God had to come grab me out of the muck and mire of my decisions. Ever since then, I believe that I can’t make a healthy decision to save my life. Should I go here? Should I do this? No, Ciara, you shouldn’t. It’s not going to work and God is going to have pull some strings to get you out of this mess. It crippled me into irrational fear about making simple decisions, about standing up for myself. I fear making phone calls, I fear asking for help. I fear going places. I fear saying no. I even fear breathing. Why? Because God sometimes saves me from my existence. As if my existence is the wrong move to make.
All of this fear is the antithesis of what it means to truly be in this walk with Christ. All this talk about faith over fear, having faith as “small as a mustard seed.” Faith as the confidence in what we hope for and assurance about what we do not see. Hebrews 11 is a chapter all about having faith in the face of fear and the unknown and how we as believers now benefit from that faith. But I live in fear of following the blueprint that my forefathers laid for me. I fear allowing for God to tell me to do something fearless and ultimately failing at it. I fear being wrong about what God has called for me to do. I fear not following the Word, I fear bearing false witness. I fear it all.
One of my faith mentors told me that the beauty of growing older in the walk is that eventually you stop thinking too much and start living life. The walk gets easier that way. It ain’t about figuring out everything God is trying to do in your life or about deciphering what call is to be followed. It’s about waking up — by the grace of God — and doing what we’ve all been called to do: to live fully and trust God. You learn to do your job. Our job description as disciples is mad easy: Love God and love your neighbor as yourself. God doesn’t want us to be the CEOs of our lives, he adores our worker bee selves.

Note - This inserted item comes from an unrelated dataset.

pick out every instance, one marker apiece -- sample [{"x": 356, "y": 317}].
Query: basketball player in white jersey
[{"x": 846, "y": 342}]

But we’ve build a faith that uses fear to bring in believers. The fear of Hell, the fear of damnation, the fear of God’s wrath. After reading Revelation for the first time, I see how people use that book to scare a non-believer into the walk and call of Jesus. Fire, brimstone, schisms, beasts, marks. I’d be shaking in my boots too. But then I read Revelation as a call of what happens when you do have faith, what you will be spared from in those last days, when heaven and Earth reunite. That I’m game for.
If I don’t scare myself out of it first.